Normal bir çocuk "Bilem,neymiş?" ya da " Ben bilmiyorum,teyzem biliri ama..." filan gibi cevaplar vermesi gerek.Ben gibi saftrikler soruyu yanlış anlayıp eniştemin amacının benim ingilizcemin seviyesini ölçmek olduğunu düşünerek salak cevaplar verir.Aslı cevap.Schumaer'in kardeşinin adı BUmaher:)Şu ve Bu ilişkisi.KOmik aslında.Adam bana espri yapacak sonunda hepimiz güleceğiz güya.Soruya benim cevabım;
"My name is .....Demir."Kardeşimin adını söyledim ama gururlu ve onurlu bir şekilde.Hani sen beni ölçtün ama bak ben nasıl ingilizce konuşuyorum gör.Amaniinnn normal olarak bir patlama olduki bunlarda.Nasıl gülüyorlar.Ben de bir bozuldum,nasıl gülerler bana diye.O kadar eğitim aldım.Neden gülüyorlar ki?My name is ....Demir..Evet yanlış değil.Benim-my adım -name ...am-is-are da yerli yerinde sorun ne?Hala anlayamamıştım.Valla gururumdan onlarla 2-3 gün konuşmadım.Yemeklerde habire Şu tuzluğu uzatır mısın?O zaman sen de Bu nu al filan diye dalga geçiyorlar,gülüyorlardı.Valla halim komikti ya.Hala bile lafı geçer bu muhabbetin...Süper ingilizcemle eniştemi şah ve mat edişim:))))
İngilizcemi şarkılara,filmlere ve bilgisayar oyunlarına borçluyum.en azından aksanımı.Tabii ki okuduğum okul ve yurtdışı deneyimim de etkiledi bunu.Okuldaki öğretmenlerimiz bizi hep ingilizce konuşmaya zorladı.Öyle ki tuvalete bile elimizdeki koca Shakespeare sözlükleriyle giderdik.16.yüzyıl ingilizcesinden tutun taaa şimdi ki ingilizceye dek konuşmayı öğrendik.Öyle ki bir ara Türkçe konuşamaz hale geldik.Anlıyorduk ama ingilizce cevap veriyorduk.Biz oda arkadaşımla bile sık sık hep ingilizce konuşmaya alışmıştık.

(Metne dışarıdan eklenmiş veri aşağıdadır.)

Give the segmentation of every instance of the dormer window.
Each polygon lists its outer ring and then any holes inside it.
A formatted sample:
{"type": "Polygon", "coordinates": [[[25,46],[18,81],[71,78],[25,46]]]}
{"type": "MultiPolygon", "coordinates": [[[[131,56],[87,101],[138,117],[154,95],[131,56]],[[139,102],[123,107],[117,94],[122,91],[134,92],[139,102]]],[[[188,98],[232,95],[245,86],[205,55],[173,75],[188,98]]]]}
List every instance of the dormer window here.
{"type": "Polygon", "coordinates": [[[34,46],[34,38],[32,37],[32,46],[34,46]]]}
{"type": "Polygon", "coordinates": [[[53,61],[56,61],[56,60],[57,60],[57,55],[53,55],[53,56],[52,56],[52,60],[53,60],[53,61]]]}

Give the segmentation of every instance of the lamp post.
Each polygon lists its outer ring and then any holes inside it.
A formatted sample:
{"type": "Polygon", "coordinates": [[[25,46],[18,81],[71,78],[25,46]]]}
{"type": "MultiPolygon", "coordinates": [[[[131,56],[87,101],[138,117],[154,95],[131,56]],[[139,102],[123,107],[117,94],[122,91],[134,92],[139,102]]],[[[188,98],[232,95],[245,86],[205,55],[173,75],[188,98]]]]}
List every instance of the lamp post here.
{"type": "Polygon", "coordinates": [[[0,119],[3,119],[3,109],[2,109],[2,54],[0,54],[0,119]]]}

"Hey have you done Özben Hoca's homework?You know we are supposed to summarize the book tomorrow.He 'll ask us."
"yeahhh I know but ı haven't finished it babe.After a nap I 'll do it.wake me up if you won't sleep..."
"Oh yeah baby..."
"Ok.All right..."
Falanlar filanlar...Tabii sonra
"Kızzz şu tencereyi yıkasaydık valla içinde bir kabile üreyecek ya.Makarna ne hale geldi acaba?"
"Amaann boşver ya yarın dersten gelince yıkarız."
Ama bu ingilizce konuşma konusunda çok ciddiyim.Hatta Türkiye'ye gelince anneme,
"anne ya şeyi şey edince bana şey eder misin?"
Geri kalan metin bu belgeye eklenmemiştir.